Participants on ≥ 24 weeks of ART started in acute HIV infection (AHI) underwent NP assessments before and after transition to DTG. They underwent: 1) Patient Health Questionnaire-9 (PHQ-9), a 9-item survey (score range 0-27) that evaluates both somatic and affective/cognitive symptoms of depression; 2) a 2-Questions screening that has been validated locally for major depression; 3) Distress Thermometer for anxiety/stress (scores 0-10); and 4) a 4-test battery that included Color Trails 1 and 2, Trails Making A and non-dominant hand grooved pegboard test. Outcomes before and after DTG were compared by McNemar and Wilcoxon signed-rank tests; multivariate linear regression examined factors that were correlated with the change of PHQ-9 scores.

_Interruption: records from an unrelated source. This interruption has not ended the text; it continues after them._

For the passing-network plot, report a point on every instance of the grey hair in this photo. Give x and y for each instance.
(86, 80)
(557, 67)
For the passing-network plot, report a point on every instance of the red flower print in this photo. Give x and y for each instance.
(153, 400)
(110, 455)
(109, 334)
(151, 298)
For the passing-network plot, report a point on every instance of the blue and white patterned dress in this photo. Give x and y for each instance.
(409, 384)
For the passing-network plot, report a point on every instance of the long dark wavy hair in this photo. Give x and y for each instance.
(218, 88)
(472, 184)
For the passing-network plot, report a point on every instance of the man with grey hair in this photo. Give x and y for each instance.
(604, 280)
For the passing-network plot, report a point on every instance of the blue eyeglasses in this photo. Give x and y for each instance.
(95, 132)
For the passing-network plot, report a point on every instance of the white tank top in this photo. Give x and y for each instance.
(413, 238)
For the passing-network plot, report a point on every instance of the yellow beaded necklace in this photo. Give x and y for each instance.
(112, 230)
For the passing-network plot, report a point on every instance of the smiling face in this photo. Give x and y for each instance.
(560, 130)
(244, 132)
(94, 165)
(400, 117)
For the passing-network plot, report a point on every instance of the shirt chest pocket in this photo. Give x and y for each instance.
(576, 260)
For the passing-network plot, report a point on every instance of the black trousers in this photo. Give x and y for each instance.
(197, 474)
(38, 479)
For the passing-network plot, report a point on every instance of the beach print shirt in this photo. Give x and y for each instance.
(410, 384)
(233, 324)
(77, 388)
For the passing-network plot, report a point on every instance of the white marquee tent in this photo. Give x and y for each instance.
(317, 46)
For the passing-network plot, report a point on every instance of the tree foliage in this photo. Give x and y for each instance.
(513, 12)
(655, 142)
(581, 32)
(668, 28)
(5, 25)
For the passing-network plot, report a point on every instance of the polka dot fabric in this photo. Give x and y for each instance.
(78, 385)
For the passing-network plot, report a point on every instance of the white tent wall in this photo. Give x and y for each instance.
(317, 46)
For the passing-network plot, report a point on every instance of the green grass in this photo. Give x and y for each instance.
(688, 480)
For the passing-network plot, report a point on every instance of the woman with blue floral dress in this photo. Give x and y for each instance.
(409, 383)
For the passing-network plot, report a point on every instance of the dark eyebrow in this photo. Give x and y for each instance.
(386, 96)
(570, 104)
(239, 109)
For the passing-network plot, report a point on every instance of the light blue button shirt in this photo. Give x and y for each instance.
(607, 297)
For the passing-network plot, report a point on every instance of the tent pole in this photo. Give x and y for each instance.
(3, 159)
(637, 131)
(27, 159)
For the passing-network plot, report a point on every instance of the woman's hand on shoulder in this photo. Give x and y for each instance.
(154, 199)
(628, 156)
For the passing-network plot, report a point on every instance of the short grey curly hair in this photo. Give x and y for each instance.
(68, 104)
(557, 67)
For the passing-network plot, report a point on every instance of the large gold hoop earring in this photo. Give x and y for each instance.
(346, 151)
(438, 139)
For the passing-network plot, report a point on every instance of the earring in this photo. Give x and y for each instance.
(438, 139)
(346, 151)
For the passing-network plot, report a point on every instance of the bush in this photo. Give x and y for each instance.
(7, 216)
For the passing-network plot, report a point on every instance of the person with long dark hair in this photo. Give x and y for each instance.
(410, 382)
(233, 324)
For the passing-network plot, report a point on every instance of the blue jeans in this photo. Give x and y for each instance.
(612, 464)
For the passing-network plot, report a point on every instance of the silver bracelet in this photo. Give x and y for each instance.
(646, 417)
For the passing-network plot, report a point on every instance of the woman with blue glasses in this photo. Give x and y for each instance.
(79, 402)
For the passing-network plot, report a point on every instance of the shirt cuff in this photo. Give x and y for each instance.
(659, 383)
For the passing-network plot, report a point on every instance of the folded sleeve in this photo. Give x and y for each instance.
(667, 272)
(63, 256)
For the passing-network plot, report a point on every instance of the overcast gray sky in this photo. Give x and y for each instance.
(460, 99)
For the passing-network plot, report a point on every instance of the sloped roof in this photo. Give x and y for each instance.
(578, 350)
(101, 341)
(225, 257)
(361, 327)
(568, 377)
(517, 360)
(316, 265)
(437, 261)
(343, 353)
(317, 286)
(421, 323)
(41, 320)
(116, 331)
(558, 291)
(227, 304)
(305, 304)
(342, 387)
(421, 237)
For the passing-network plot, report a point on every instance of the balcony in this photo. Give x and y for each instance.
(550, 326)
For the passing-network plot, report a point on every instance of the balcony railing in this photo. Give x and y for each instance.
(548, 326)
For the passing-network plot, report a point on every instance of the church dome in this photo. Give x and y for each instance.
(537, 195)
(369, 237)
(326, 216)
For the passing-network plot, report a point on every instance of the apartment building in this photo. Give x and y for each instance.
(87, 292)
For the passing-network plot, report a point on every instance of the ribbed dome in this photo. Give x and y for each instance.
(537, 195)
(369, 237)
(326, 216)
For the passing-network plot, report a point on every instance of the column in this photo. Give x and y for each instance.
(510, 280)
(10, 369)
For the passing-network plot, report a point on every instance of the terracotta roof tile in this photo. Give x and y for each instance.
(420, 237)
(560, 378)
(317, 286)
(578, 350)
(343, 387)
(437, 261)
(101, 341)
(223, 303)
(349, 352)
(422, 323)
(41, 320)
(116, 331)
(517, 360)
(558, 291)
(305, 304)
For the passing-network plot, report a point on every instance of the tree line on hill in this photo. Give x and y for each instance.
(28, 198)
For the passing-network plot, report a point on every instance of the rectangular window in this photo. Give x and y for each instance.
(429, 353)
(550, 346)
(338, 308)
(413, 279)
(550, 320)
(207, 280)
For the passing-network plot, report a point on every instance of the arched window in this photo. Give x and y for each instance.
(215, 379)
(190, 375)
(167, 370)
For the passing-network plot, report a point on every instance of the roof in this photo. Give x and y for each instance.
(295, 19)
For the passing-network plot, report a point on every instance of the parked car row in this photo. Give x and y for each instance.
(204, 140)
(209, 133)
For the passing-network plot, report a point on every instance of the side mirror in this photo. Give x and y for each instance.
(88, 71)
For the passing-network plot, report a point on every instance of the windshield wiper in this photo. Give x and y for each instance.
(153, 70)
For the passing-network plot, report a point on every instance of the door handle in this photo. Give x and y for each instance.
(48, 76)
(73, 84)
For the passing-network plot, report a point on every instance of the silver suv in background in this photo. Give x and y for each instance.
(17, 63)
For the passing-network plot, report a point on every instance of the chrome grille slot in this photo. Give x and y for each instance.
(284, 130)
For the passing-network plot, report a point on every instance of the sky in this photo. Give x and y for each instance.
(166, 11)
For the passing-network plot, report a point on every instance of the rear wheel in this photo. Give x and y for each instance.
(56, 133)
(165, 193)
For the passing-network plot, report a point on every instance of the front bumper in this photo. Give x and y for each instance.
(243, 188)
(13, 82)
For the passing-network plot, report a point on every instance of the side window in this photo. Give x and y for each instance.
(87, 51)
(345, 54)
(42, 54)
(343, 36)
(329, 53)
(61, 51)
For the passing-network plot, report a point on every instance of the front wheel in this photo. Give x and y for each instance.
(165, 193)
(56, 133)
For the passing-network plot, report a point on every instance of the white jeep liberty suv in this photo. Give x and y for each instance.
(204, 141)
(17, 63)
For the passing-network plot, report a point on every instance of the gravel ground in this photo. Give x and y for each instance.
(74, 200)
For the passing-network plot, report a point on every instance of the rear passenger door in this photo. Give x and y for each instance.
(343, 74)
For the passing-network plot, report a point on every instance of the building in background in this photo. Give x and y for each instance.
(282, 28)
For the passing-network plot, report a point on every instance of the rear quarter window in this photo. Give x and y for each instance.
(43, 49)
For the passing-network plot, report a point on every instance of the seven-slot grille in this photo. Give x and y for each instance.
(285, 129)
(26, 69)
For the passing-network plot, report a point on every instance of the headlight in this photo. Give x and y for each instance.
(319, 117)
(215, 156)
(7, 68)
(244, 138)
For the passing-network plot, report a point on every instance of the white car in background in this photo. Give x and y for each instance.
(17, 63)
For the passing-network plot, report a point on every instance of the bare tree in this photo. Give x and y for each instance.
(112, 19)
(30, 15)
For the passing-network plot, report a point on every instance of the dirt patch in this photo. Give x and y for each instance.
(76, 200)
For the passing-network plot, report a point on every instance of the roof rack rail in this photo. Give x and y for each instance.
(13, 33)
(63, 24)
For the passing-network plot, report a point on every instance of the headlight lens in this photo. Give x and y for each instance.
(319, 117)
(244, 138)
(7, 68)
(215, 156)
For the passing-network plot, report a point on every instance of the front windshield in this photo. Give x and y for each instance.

256 individuals (95% male, median age 30 [IQR 25-36]) switched to DTG-based ART after a median 144 [IQR 24-192] weeks of ART (82% efavirenz-based) initiated in AHI. Serial assessments were done at median 19 [IQR 8-35] weeks before and median 37 [IQR 24-48] weeks after the switch. PHQ-9 scores were higher in 48% of participants, lower in 31%, and unchanged in 21% after switching. The proportion of participants with at least moderate depression symptoms (PHQ-9≥10) rose from 9% to 16% (p=0.007), while the percentage of those with moderately severe symptoms (PHQ-9≥15) did not change (3% vs. 3%). The PHQ-9 sub-scores of somatic symptoms (sleep/appetite/energy level) had a more significant increase than that of cognitive/affective symptoms (p=0.005 vs. p=0.052). Multivariate analysis showed that viral suppression (Mean difference -2.9, 95%CI [-0.9 to -5.0], p=0.005) and higher PHQ-9 scores (Mean difference -2.7, 95%CI [-1.2 to -4.2], p<0.001) prior to DTG were linked to decrease in PHQ-9 score after DTG. NPZ-4, CD4+ T-cell counts and CD4/CD8 ratio improved after DTG (Table).
DTG-associated NP adverse effects in this cohort were primarily related to somatic symptoms including insomnia, whereas there was no change in the prevalence of severe depressive symptoms or major depression.